Jacobs, l’argento è vivo? Perché credere (o no) al Mondiale dei 100

Ci sono calciatori che, appena ricevono la medaglia d’argento al termine di una finale persa se la tolgono immediatamente. Marcell Jacobs non appartiene a questa categoria, così sul podio di Istanbul è apparso sorridente nonostante il colore del metallo sul suo petto non fosse quello desiderato. Al termine dei 60 metri dell’Europeo indoor di Istanbul ha reso onore al compagno di squadra Ceccarelli. Avrebbe potuto abbandonare zoppicante la scena e amplificare il suo dolore fisico, ha invece continuato la recita esaltando colui che lo aveva battuto. Campioni si nasce e Marcell sin da piccolo ha sempre rispettato l’avversario.
Dettagli
A queste due istantanee ne va aggiunta un’altra: sul tabellone luminoso accanto al crono del bresciano è apparsa ancora la sigla «SB», ossia primato stagionale. Per la quinta volta dopo Torun, Tokyo, Belgrado e Monaco, anche in Turchia nell’appuntamento clou Jacobs ha dato il meglio di sè. In Polonia non aveva rivali, in Giappone è andato oltre l’inimmaginabile, in Serbia il corpo lo aveva sorretto e aveva quindi sfoderato quella che sinora è la miglior volata della carriera (6’’41 e americani trafitti al fotofinish), in Germania e in riva al Bosforo è arrivato in finale zoppo e incerottato, eppure semplicemente con la testa ha stampato il miglior tempo dell’anno. Ad agosto bastò per l’oro, adesso no.

Se quindi il trionfo bavarese attutì le note negative, la caduta di Costantinopoli, oltre a portare in dote la medaglia, la forza mentale e la concentrazione sul grande evento, pone sull’altro piatto della bilancia altrettanti elementi negativi: la fragilità del corpo, la difficoltà nella messa in moto e l’adattamento alle scarpe.

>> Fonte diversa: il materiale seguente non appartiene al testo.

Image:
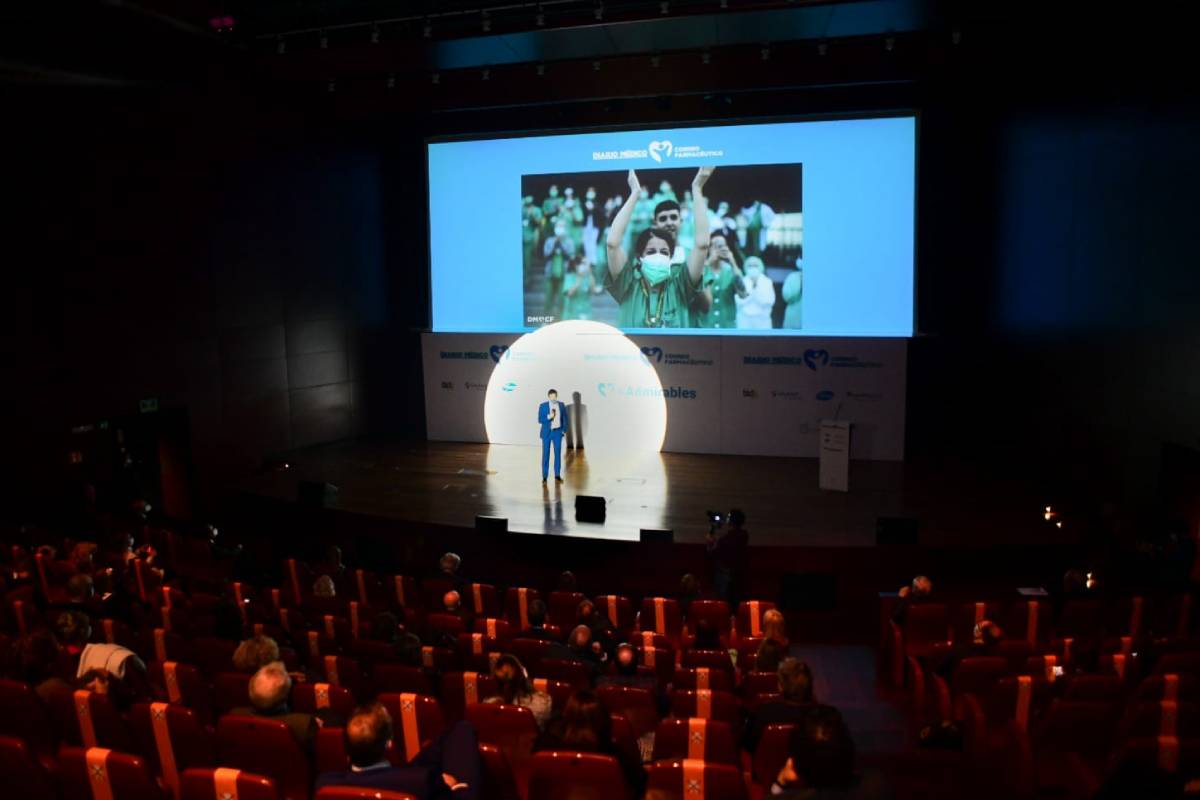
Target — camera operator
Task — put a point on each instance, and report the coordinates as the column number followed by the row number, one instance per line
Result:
column 729, row 554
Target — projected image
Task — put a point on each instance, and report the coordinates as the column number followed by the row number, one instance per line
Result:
column 619, row 247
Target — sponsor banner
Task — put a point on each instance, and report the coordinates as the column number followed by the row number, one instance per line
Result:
column 691, row 366
column 735, row 395
column 457, row 367
column 777, row 391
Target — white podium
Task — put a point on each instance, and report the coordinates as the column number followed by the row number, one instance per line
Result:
column 834, row 455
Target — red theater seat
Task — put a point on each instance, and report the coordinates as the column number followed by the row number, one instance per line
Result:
column 694, row 780
column 100, row 773
column 22, row 774
column 226, row 783
column 707, row 740
column 561, row 775
column 265, row 747
column 417, row 720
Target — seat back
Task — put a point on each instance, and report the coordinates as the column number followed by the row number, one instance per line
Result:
column 24, row 717
column 699, row 739
column 417, row 720
column 225, row 782
column 498, row 780
column 562, row 775
column 691, row 780
column 96, row 773
column 509, row 727
column 772, row 752
column 265, row 747
column 635, row 704
column 171, row 739
column 23, row 776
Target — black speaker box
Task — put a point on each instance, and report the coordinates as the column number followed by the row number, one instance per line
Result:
column 589, row 509
column 316, row 494
column 491, row 524
column 895, row 531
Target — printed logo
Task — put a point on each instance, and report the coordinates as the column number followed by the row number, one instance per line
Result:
column 815, row 359
column 654, row 353
column 660, row 149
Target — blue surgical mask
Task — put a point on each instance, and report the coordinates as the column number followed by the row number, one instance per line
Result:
column 657, row 268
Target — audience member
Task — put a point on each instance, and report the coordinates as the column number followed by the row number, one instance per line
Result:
column 515, row 689
column 795, row 704
column 586, row 726
column 449, row 767
column 537, row 615
column 255, row 653
column 919, row 591
column 269, row 691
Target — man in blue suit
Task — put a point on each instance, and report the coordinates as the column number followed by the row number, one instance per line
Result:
column 553, row 420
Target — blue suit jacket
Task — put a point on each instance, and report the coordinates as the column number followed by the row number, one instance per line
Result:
column 544, row 417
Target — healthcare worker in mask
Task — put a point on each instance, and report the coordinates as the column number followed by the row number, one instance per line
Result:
column 720, row 286
column 793, row 292
column 649, row 290
column 577, row 289
column 559, row 251
column 754, row 307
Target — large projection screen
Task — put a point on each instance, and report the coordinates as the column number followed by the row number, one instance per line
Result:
column 811, row 229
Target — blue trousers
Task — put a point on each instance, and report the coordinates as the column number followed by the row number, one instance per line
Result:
column 555, row 437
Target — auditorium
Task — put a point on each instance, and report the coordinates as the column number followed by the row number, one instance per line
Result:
column 577, row 400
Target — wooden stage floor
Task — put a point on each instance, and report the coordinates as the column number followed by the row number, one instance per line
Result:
column 450, row 482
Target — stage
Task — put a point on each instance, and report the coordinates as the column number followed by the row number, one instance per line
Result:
column 449, row 483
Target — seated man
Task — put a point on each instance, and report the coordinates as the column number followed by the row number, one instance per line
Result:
column 269, row 691
column 795, row 705
column 449, row 767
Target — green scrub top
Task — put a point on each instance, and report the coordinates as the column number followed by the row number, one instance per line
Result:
column 793, row 290
column 577, row 306
column 724, row 311
column 669, row 307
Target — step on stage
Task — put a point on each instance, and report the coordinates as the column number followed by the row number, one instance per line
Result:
column 450, row 483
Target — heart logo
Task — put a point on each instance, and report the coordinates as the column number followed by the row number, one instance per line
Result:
column 815, row 359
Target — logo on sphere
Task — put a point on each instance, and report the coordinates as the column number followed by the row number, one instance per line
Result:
column 653, row 353
column 815, row 359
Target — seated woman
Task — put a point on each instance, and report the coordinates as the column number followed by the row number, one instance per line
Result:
column 586, row 726
column 515, row 689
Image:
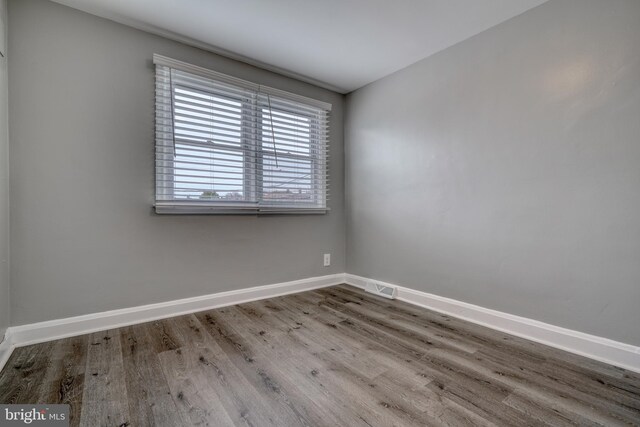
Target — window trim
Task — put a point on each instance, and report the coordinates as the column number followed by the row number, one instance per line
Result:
column 251, row 177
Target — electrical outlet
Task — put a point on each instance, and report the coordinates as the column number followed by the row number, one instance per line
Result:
column 327, row 260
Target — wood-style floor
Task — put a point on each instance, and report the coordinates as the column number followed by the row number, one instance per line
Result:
column 331, row 357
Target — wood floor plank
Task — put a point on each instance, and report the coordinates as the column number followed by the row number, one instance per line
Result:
column 64, row 379
column 333, row 356
column 104, row 401
column 149, row 399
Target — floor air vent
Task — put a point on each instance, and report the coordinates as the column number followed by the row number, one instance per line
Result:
column 381, row 290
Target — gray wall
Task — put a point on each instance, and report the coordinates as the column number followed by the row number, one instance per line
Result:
column 505, row 170
column 4, row 177
column 84, row 237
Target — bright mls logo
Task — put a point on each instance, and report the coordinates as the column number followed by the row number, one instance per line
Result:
column 34, row 415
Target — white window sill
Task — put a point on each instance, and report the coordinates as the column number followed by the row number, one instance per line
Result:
column 204, row 209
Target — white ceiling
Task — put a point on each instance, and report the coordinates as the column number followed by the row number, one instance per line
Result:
column 339, row 44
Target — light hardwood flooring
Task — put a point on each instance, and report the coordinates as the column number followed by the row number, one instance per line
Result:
column 331, row 357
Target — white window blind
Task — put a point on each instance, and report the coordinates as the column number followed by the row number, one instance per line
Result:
column 225, row 145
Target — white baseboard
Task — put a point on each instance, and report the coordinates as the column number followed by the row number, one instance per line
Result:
column 602, row 349
column 19, row 336
column 605, row 350
column 6, row 348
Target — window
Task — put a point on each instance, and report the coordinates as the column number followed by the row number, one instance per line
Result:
column 224, row 145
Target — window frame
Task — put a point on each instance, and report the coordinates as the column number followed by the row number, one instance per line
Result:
column 252, row 144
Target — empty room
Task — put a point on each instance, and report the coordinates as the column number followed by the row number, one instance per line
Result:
column 319, row 213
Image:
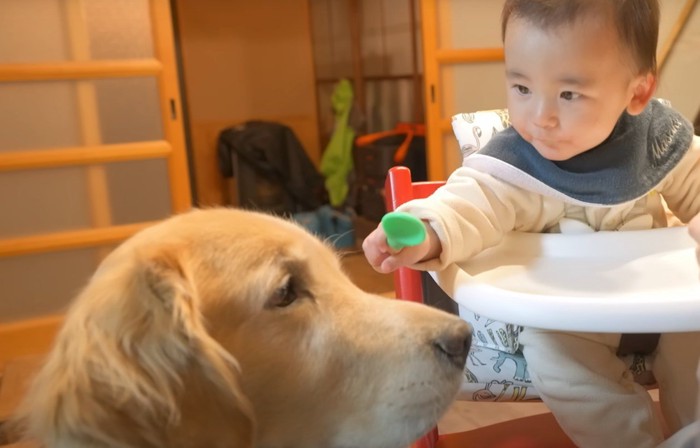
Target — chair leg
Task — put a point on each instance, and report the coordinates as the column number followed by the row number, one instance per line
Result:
column 427, row 441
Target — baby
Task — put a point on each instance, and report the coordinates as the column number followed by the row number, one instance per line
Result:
column 588, row 147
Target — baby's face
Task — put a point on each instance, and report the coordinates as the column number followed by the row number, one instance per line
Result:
column 567, row 86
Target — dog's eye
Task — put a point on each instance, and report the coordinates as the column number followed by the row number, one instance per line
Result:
column 284, row 296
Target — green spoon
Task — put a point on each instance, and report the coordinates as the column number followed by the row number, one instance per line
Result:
column 403, row 230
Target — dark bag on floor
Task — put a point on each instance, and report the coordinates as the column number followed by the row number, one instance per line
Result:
column 273, row 171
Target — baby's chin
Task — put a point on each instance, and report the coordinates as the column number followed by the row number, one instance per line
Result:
column 556, row 152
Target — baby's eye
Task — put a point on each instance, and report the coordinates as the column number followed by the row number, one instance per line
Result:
column 568, row 96
column 521, row 89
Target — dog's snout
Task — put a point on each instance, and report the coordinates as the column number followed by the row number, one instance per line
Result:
column 454, row 342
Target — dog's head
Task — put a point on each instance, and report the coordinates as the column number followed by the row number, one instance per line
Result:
column 230, row 328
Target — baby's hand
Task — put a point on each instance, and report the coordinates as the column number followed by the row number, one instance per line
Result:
column 384, row 259
column 694, row 228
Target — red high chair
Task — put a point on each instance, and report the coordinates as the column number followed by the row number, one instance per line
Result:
column 534, row 431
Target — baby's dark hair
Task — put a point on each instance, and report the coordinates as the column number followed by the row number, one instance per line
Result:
column 636, row 21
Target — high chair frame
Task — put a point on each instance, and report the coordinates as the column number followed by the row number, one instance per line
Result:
column 526, row 432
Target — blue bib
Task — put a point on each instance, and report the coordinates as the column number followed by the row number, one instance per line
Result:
column 635, row 158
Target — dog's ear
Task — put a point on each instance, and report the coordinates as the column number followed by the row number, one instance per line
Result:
column 207, row 371
column 135, row 366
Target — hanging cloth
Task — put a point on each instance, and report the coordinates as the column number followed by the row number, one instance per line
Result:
column 336, row 162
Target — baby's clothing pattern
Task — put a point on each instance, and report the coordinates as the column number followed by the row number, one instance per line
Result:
column 588, row 388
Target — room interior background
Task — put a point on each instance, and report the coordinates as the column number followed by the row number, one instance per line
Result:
column 95, row 107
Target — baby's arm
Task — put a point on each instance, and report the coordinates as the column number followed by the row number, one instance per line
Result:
column 384, row 259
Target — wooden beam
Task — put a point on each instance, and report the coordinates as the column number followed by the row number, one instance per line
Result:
column 80, row 70
column 27, row 337
column 171, row 106
column 468, row 55
column 82, row 155
column 72, row 239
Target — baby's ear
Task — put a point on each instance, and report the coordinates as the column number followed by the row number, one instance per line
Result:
column 644, row 87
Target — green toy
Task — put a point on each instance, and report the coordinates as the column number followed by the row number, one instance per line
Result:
column 403, row 230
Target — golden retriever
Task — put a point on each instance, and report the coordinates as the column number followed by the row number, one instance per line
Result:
column 227, row 328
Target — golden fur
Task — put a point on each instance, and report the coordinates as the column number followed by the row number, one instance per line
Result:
column 225, row 328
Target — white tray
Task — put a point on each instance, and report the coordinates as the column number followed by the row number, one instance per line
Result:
column 631, row 281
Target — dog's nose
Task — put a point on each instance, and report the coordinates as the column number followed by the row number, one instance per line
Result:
column 454, row 342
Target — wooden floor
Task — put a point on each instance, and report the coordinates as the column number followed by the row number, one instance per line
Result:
column 464, row 415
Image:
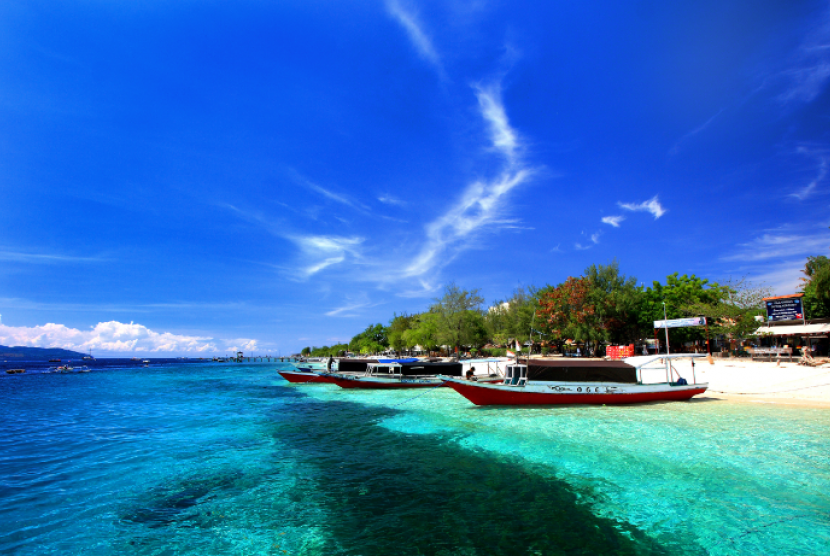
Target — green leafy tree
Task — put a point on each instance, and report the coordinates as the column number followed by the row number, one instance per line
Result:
column 372, row 340
column 452, row 309
column 816, row 287
column 566, row 312
column 397, row 327
column 732, row 308
column 512, row 318
column 617, row 301
column 680, row 294
column 424, row 331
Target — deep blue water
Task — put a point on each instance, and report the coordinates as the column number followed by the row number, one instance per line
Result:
column 231, row 459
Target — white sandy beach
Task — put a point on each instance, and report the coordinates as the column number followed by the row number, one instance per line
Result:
column 744, row 380
column 785, row 383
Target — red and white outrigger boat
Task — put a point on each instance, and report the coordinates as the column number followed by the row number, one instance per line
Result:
column 569, row 381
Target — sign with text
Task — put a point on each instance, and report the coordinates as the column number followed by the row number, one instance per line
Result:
column 680, row 323
column 788, row 308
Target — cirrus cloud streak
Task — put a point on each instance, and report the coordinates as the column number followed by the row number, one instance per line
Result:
column 117, row 337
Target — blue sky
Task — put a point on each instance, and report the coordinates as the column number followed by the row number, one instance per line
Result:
column 197, row 177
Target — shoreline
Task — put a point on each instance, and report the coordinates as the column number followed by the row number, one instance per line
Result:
column 773, row 383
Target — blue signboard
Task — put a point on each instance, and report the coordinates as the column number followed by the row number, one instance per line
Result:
column 788, row 308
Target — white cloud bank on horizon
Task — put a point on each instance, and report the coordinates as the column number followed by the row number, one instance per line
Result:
column 117, row 337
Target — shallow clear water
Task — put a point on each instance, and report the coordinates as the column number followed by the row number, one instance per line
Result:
column 233, row 460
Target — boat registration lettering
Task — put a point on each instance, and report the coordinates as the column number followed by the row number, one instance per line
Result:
column 588, row 390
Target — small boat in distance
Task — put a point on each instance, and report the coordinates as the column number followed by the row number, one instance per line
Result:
column 562, row 381
column 317, row 372
column 397, row 375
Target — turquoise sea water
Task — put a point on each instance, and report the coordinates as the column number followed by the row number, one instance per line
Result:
column 231, row 459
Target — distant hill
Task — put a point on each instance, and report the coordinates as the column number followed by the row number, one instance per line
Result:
column 37, row 354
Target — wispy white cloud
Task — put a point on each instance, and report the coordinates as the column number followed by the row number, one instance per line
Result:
column 809, row 69
column 484, row 202
column 28, row 305
column 351, row 309
column 652, row 205
column 613, row 220
column 503, row 137
column 328, row 194
column 317, row 252
column 43, row 258
column 781, row 244
column 409, row 21
column 676, row 148
column 321, row 252
column 809, row 189
column 390, row 200
column 117, row 337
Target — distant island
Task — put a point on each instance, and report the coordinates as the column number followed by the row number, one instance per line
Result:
column 38, row 354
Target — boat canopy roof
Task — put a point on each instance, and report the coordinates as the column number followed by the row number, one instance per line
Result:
column 574, row 370
column 421, row 368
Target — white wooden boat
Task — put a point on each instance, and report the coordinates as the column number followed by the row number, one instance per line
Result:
column 395, row 375
column 565, row 381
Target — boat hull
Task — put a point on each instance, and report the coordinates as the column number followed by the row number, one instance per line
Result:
column 305, row 377
column 386, row 383
column 511, row 395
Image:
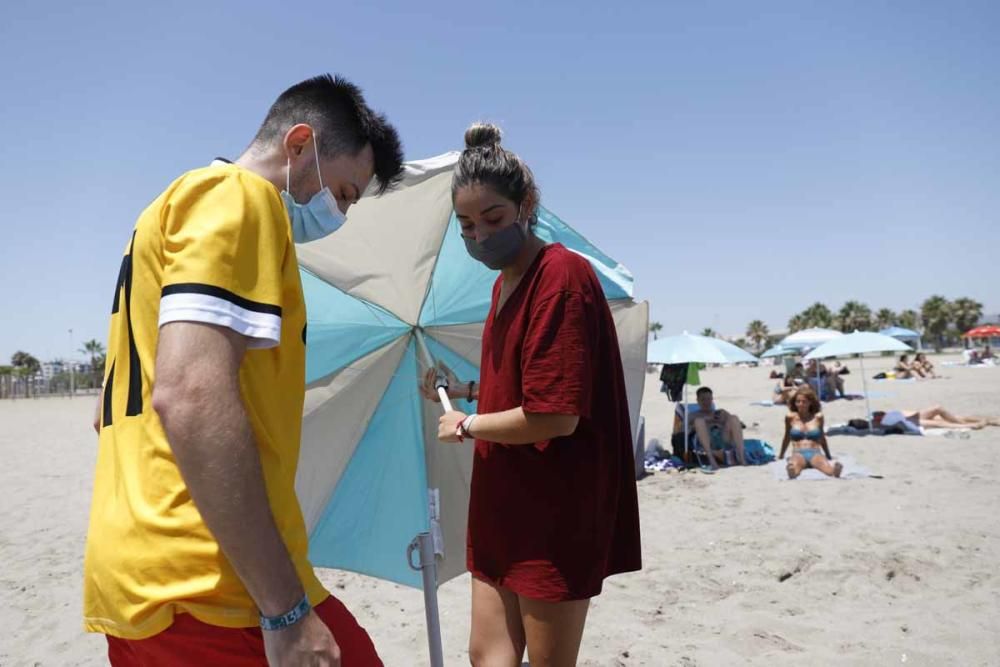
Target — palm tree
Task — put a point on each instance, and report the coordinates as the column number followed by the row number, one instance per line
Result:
column 966, row 313
column 909, row 319
column 6, row 377
column 885, row 318
column 95, row 349
column 936, row 315
column 854, row 316
column 758, row 334
column 817, row 315
column 26, row 367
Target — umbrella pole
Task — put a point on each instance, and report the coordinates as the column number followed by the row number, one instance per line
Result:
column 442, row 380
column 423, row 545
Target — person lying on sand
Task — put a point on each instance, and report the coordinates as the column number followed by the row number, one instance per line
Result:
column 792, row 381
column 717, row 431
column 933, row 417
column 804, row 431
column 922, row 362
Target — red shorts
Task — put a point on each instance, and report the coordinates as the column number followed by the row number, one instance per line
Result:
column 188, row 641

Il Kaiser non è diventato Sultano perché il suo fisico non ha retto 19 secondi di sforzo spalmati in undici ore. Siccome non è la prima volta che accade, c’è qualcosa che non va. Che i suoi muscoli siano delicati è noto da anni, ragion per cui ha abbandonato il lungo per darsi allo sprint.
Finora la mente aveva sopperito alle mancanze, ma se davvero ad agosto si vorrà piantare la bandierina in vetta al mondo sui 100, allora la stagione all’aperto va programmata senza improvvisazioni dell’ultimo minuto, deleterie per un telaio debole.
Le scarpe
Se le indoor dovevano essere una tappa intermedia verso lo sforzo sui 100, le uscite invernali hanno amplificato altre due criticità. Innanzitutto le modifiche allo start hanno cambiato la ritmica, così per mettersi in moto Jacobs ha bisogno di più spazio: allo sparo ha reagito meglio di Ceccarelli, eppure dopo 40 metri il toscano era mezzo passo avanti.
Gli ultimi 20 metri di semifinale e finale hanno invece evidenziato che nella fase lanciata i buchi ravvisati a Lodz, Lievin e Ancona erano da attribuire delle scarpe. Jacobs è diventato campione olimpico anche perché a Tokyo ha tratto profitto meglio degli altri dall’arrivo delle calzature di nuova generazione: più performanti se perfettatemente integrate con i piedi. Come gli sciatori o le vetture di Formula Uno hanno bisogno di tempo per i materiali, così un atleta non può cambiare le scarpe tre giorni prima dell’esordio. È stato affrettato indossare le nuove calzature Puma già a inizio febbraio, sia perché la preparazione era stata fatta con le Nike, sia perchè nel settore è acclarato come prodotti di fornitori diversi siano posizionati su diversi livelli di rendimento. Si ragioni quindi insieme al nuovo partner tecnico per capire come le «gomme» arancioni da sfoggiare nel 2023 possano essere all’altezza di quelle verdi calzate sabato.
Dall’antica Bisanzio si torna quindi a Roma, facendo il viaggio inverso rispetto all’aquila imperiale, e portandosi dietro tre aspetti positivi e altrettanti negativi. Se i primi saranno valorizzati e i secondi cancellati aspettiamoci un’altra estate in salsa bresciana. Diversamente il canovaccio potrebbe essere simile al tribolato 2022. Di buono, intanto, ci sono le parole di Jacobs: «Ho ancora fame? Di più, sono ancora all’antipasto».